Exciting news from our sister organisation Gode Penge in Denmark:
Newly formed party The Alternative (Alternativet) brings monetary reform proposal into Danish parliament
In Denmark the public’s trust in politicians and democracy is at an all time low. Just before the election on June 18th a poll showed that only 28 % of the population trust the politicians compared to 60 % in 2011. Broken promises, mudslinging and too much attention to single cases have been pointed out as major causes for the lacking trust.
The lack of trust has led many people to turn their backs on the traditional parties (such as the liberals, the social democrats and the conservatives) making room for new political movements and parties. One of these is the political party The Alternative (Alternativet) which entered the Danish parliament after the election on June 18th with 168,788 votes, equivalent to 4.8 % of the votes. The party was founded in 2013 by former minister of culture, Uffe Elbæk, and describes itself as a centre-left party focusing on sustainable transition – environmentally, economically, socially and culturally. However, the most interesting thing about The Alternative is the fact that in their political programme there is a proposal of full reserve banking which members of the party now are ready to promote in the parliament.
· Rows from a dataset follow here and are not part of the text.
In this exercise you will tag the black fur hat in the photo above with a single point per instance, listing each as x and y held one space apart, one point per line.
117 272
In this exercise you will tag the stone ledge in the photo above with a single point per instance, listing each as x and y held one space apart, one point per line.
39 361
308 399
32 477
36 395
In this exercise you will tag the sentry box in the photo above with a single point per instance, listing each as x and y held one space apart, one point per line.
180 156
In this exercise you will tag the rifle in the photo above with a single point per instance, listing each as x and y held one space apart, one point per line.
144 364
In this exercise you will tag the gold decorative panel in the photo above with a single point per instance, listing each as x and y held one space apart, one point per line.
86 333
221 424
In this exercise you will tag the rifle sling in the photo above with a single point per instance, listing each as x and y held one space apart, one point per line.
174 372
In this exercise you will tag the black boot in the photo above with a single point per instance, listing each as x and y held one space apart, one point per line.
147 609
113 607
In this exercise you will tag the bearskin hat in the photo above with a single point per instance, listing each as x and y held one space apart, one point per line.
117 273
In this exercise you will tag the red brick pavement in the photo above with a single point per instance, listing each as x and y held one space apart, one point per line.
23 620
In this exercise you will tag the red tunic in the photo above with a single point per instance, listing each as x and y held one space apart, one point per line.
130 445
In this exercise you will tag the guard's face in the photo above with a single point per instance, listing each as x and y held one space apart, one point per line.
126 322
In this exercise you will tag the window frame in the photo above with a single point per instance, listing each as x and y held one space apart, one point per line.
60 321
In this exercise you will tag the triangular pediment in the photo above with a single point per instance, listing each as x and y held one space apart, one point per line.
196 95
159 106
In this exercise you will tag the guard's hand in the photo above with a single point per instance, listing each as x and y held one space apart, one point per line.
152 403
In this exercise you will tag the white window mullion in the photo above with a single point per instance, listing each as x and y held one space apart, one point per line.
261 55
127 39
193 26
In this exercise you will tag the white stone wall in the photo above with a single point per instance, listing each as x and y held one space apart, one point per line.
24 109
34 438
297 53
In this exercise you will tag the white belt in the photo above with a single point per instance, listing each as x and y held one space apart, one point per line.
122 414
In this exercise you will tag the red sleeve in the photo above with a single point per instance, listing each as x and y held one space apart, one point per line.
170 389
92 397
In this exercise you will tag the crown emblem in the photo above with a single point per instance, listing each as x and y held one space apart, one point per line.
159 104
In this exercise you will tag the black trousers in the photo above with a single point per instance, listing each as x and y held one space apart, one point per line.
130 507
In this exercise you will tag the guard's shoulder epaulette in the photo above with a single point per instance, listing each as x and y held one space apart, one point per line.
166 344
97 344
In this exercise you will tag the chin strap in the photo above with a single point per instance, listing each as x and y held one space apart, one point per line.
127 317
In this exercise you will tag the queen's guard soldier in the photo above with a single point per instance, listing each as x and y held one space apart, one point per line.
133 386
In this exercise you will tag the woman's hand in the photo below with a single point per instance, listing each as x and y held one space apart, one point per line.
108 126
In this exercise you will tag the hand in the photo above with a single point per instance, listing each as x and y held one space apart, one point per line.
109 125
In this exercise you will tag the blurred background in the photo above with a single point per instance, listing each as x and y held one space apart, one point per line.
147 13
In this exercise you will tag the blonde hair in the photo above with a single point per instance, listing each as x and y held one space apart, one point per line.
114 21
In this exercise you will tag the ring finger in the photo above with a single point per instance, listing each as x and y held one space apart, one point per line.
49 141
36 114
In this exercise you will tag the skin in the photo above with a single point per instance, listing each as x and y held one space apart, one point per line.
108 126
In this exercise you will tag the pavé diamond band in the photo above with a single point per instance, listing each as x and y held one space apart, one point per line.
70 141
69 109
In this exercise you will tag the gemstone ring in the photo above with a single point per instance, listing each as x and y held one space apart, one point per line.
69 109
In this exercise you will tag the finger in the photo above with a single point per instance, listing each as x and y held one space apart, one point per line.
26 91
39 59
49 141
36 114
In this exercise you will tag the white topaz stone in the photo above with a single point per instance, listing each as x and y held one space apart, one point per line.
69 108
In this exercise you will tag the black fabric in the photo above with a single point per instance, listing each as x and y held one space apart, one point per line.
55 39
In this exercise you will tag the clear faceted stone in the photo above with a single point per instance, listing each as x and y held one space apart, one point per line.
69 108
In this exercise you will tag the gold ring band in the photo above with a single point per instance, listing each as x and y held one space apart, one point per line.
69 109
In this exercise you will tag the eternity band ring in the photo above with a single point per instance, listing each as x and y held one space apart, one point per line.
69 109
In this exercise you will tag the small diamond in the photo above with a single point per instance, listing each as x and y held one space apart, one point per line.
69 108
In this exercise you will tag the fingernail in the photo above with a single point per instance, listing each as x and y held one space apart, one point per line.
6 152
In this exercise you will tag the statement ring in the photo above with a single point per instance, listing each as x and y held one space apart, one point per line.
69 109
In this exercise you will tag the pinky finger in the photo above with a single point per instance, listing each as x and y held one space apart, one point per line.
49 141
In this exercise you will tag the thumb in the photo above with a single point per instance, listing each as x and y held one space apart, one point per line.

This is a big step for our Danish campaign for monetary reforms, Gode Penge, which has been lobbying intensively for monetary reforms in Denmark during the past year. A year that has been busy but also very rewarding.
Inspired by papers from the Bank of England the Danish central bank published the paper ‘Penge, kredit og bankvæsen’ (money, credit and banking) in November 2014. In the paper, modern money creation by private banks was explained, putting the money multiplier theory to rest.
With reference to this publication the director of the central bank, Hugo Frey Jensen, stated:
“Banks create deposits, and thereby money when they loan out money”
He thereby clarified the fact that money is indeed created by high street banks and at the same time he brought the debate into the mainstream.
Parallel to the appearance of The Alternative, MPs from other parties have also shown interest in the problems caused by money creation by the private banks. On November 19th Lisbeth Bech Poulsen, MP from the socialist party, asked in the parliament the minister of Economy and Business questions about the democratic problems caused by privatised money creation. More MPs have shown interest in the subject but they need the last persuasion before actively joining the debate.
Gode Penge will continue to bring forward the debate about money creation and the banking system in general – both inside and outside the walls of the Danish parliament. During the last year we have held regular speeches and hosted debates at Copenhagen Business School with 100-200 attendances every time. We have also made regular appearances in the mainstream media – newspapers as well as radio shows, and made contact and relations with politicians, journalist and professionals. After a short summer leave we will continue these activities undeterred. The next four years will be decisive for our success and the next big steps is to bring the debate to the agenda in Danish parliament and strengthen the international coordination. If we can think it we can do it, and when we do it, it will happen. Let’s make it happen!